How Long One Should Remain Invested? Find Out Here


sdBENGALURU: Everyone stays financially invested in their lives but for how long is the question. Always remember, investing is a judicial mix of your needs, the time period and growth prospects. Every asset or investment option has an ideal time period. If you liquidate your investment before the end of this tenure, you may not be able to get maximum returns according to yahoo.com.

Employees Provident Fund (EPF):

Employee’s provident fund administers a compulsory contributory Provident Fund Scheme, Pension Scheme and an Insurance Scheme. This is a retirement corpus created with a fixed contribution by the employer and employee but this scheme is only available for salaried individuals. The current rate of return from EPF is fixed at 8.75 percent per annum. The invested amount and interest can be claimed when you retire or leave the company. Basically EPF is seen as a retirement plan.

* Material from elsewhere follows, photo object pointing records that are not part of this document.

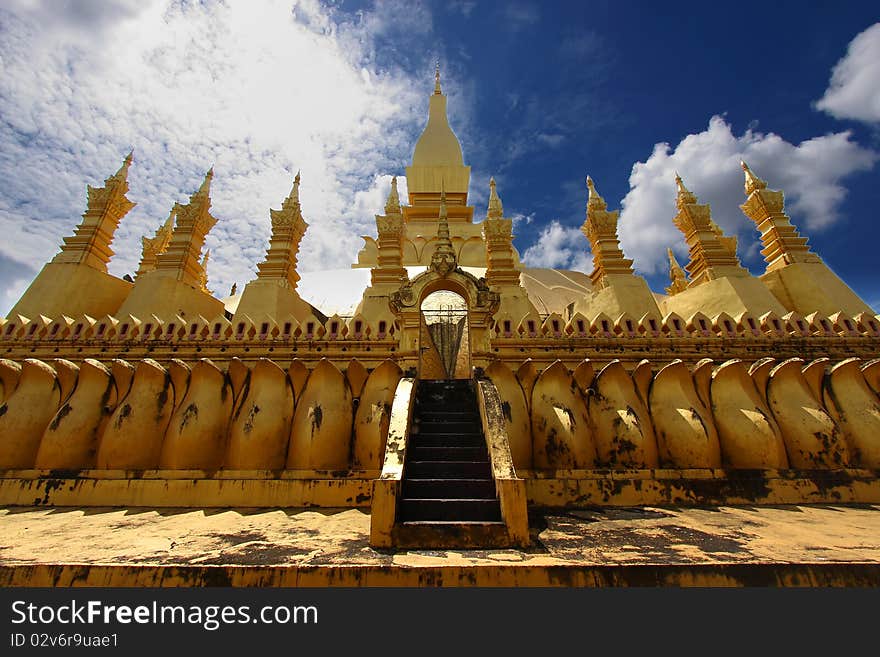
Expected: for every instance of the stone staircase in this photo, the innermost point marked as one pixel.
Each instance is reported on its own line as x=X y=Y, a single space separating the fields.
x=448 y=496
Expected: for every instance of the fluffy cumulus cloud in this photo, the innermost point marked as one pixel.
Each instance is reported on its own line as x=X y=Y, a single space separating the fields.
x=810 y=173
x=854 y=91
x=257 y=91
x=559 y=247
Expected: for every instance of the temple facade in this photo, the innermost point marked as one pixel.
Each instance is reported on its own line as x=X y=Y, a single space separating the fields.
x=463 y=387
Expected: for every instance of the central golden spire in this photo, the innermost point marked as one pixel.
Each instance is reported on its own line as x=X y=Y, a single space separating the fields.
x=437 y=91
x=437 y=156
x=438 y=145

Public Provident Fund (PPF):

The Public Provident Fund is savings-cum-tax-saving instrument in India; the main aim of the scheme is to mobilize small savings by offering an investment with reasonable returns combined with income tax benefits. Here the aim is to provide old-age financial security. Currently, the interest rate on PPF is 8.7 percent per annum. PPF is a long-term plan and its duration for is 15 years but you can withdraw the invested amount only on its maturity.

Public sector bonds (Infrastructure bonds):

Infrastructure bonds are basically long-term tax-saving instruments issued by the government’s authorized entities like LIC, IDFC, IFCI and Non-Banking Financial Companies (NBFC). These bonds are issued to raise money for funding infrastructure projects like roads, railways and airports and channelize savings into the infra sector. Generally these bonds have tenure of 10-15 years. These bonds are also eligible for income tax exemptions under Section 80C of Income Tax Act.